October 9, 2006
Posted by Jay Livingston
Another school shooting, this one in Joplin, Missouri. The shooter was a thirteen-year-old Columbine wannabe. Fortunately, the gun jammed after the first shot, which was fired at the ceiling, so the only damage was a burst water pipe.
Living in the Northeast, I sometimes forget what the rest of the country is like. What really struck me was not that it was another school shooting— like most other good Americans, I’ve gotten used to these. It was these sentences from the AP story The student left, and officers arrested him behind a nearby building. Police described his weapon as a Mac-90, a replica of an AK-47 assault rifle. . . . .
Not uncommon! Lots of folks have them. I wonder what they use these military assault rifles for.
Jones said the gun belonged to the boy's parents. Farmer said it is not uncommon for people in the area to own assault weapons.

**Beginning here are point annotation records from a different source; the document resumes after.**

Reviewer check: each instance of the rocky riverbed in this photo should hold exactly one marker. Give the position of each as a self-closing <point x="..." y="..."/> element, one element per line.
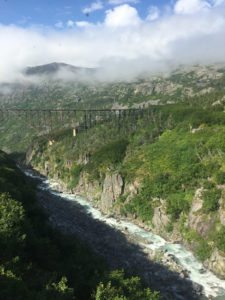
<point x="122" y="245"/>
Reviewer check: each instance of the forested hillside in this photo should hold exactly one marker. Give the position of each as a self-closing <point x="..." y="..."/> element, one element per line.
<point x="38" y="262"/>
<point x="168" y="174"/>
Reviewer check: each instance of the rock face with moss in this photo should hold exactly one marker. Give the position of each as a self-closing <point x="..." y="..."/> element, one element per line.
<point x="168" y="174"/>
<point x="112" y="190"/>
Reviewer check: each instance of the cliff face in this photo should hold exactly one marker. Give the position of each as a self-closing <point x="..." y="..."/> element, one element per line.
<point x="170" y="181"/>
<point x="105" y="194"/>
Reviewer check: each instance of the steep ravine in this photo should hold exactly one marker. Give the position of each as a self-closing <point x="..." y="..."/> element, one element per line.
<point x="173" y="256"/>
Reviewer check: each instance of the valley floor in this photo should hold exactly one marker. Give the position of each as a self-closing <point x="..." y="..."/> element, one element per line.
<point x="120" y="249"/>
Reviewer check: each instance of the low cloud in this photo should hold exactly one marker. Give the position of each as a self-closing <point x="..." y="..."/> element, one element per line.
<point x="94" y="6"/>
<point x="124" y="45"/>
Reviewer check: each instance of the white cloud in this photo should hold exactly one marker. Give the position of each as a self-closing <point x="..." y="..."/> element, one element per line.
<point x="119" y="2"/>
<point x="122" y="16"/>
<point x="83" y="24"/>
<point x="123" y="43"/>
<point x="98" y="5"/>
<point x="191" y="6"/>
<point x="218" y="2"/>
<point x="153" y="13"/>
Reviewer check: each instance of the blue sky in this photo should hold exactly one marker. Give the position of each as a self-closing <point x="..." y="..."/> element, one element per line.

It’s also interesting that these latest school shootings have not brought any calls for stricter gun laws. Polls consistently show a majority of Americans in favor of stricter gun controls. But gun laws, especially in the last 15-20 years, have basically been written by the NRA, even though these policies reflect a minority view. Most of the country has come to accept these laws as inevitable and therefore not worth talking about. In the latest spate of shootings, very few, if any, of the news reports on these shootings asked the NRA to defend its position. It’s as though the issue, for better or worse, has been settled and that the availability of very deadly weapons is sort of like the weather, a condition nobody can do anything about.
The CBS news website has a nice interactive map — click on a state and see a brief description of its rules on gun licences, sales, etc., and its rate of firearms deaths. New York and New Jersey have about 5 gun deaths for every 100,000 residents. States in the West and South, with more guns and fewer gun laws, have gun death rates double or in some cases triple that.